THE MYTH ABOUT RUSSIAN HOT MONEY

Meanwhile a press campaign was mounted to suggest that the Russian depositors in the Cypriot banks were tax evaders, money launderers, oligarchs or worse.

This campaign seemed to be designed to  persuade public opinion that depositors in Cypriot banks were less deserving of protection than depositors in banks in  Athens, London, or Frankfurt. In fact, little evidence has subsequently emerged to justify any of these stories.

And, indeed, there is a perfectly good, and legitimate reason for these Russian deposits in Cypriot banks. 

Many Russian businesses did not trust their OWN legal system, and felt that their assets would be better protected in a country like Cyprus, with a common law legal system, and which was in the euro. But in March of  this year, they were to be brutally disabused of the notion that euro zone banks were a safe haven. 
Eventually the problem was tackled, in March 2013, in an agreement by IMF, the EU, and the ECB with a newly elected Government in Cyprus, who had had little or no time to assess the options for themselves.

TROUBLING ASPECTS OF EU DEAL

The March 2013 agreement contained a number of elements that are troubling.
For the first time this century, depositors have had to take a haircut. The fact that this procedure was followed creates a new and permanent uncertainty for depositors who hold more than 100000 euros on deposit in any bank in the euro zone. They now must, to protect their assets, scrutinise the situation of their bank on an ongoing basis, and move money out of banks that seem to be pursuing risky strategies.  But getting the relevant information will be difficult and time consuming. There will be a tendency to move money towards bigger banks, which will aggravate the “too big to fail” problem.
No haircut was, however, imposed on the depositors in the Greek branches of the Cypriot banks, and those branches were transferred to Greek banks. This inflicted additional losses on Cyprus, and  is hard to justify, within a monetary union that comprises both Greece and Cyprus as equal partners. 

CREDIT FROZEN FOR CYPRIOT BUSINESS

The Cypriot banking model of attracting overseas deposits has been destroyed, although Russians continue to invest and holiday in the island, which disproves the suggestion that they were all fly by night tax evaders and hot money merchants. . It would be interesting to know which country’s banks are now benefitting from these Russian deposits that were formerly in the Cypriot banks.
Meanwhile, viable Cypriot businesses, that were well capitalised and equipped with working capital before March, are  struggling to access funds to keep going. 
Deposits they could have used have been reduced by haircuts, and capital controls mean that what remains in their  accounts cannot be used freely. Bank credit is frozen.
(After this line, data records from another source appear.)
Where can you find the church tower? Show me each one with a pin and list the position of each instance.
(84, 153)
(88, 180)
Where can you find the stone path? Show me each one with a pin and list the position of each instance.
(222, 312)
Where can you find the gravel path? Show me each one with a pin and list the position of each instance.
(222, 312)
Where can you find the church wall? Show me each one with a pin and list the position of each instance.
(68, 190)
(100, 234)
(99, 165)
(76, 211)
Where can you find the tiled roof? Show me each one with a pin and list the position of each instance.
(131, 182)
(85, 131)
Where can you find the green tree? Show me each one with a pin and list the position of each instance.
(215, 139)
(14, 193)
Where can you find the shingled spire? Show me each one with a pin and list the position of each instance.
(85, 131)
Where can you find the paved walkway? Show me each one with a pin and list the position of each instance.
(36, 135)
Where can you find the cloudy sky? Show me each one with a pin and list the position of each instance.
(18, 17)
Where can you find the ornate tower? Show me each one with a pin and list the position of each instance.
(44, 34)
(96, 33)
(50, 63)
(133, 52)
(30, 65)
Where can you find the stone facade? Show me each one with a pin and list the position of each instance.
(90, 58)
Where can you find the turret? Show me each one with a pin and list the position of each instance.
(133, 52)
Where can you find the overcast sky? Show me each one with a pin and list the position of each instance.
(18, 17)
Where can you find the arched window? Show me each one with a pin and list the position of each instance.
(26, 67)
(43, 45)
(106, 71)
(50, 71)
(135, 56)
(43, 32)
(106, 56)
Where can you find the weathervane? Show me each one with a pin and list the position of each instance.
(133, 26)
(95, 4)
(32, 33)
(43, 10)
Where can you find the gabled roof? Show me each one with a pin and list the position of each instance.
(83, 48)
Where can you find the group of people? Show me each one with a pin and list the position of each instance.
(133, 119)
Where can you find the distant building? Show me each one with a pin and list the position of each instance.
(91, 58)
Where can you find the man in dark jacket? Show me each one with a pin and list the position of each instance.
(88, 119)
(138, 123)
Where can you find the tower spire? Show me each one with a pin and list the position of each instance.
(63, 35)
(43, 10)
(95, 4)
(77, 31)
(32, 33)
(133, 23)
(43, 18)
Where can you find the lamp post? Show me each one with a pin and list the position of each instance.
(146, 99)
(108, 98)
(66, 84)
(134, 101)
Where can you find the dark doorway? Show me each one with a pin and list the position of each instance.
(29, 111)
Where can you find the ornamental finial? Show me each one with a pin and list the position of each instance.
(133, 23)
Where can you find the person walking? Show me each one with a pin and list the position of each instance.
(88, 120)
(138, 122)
A Cypriot export model, to replace the old bank deposit led model, cannot be put in place without access to day to day funding.
I left Cyprus feeling that, if Cyprus did not constitute a mere 0.2% of the euro zone GDP, and was physically closer to the centre of Europe, it would not have been the subject of these radical experiments in European banking policy.

It would, instead, have been the subject of much timelier, and less harsh, actions by its partners.

Of course, Cyprus must abide by the terms of the March agreement, and, like Ireland, establish a good track record.

But if it does so, it should, like Ireland, see progressive easements in the terms of its bailout, so that its economy can be allowed to breathe again.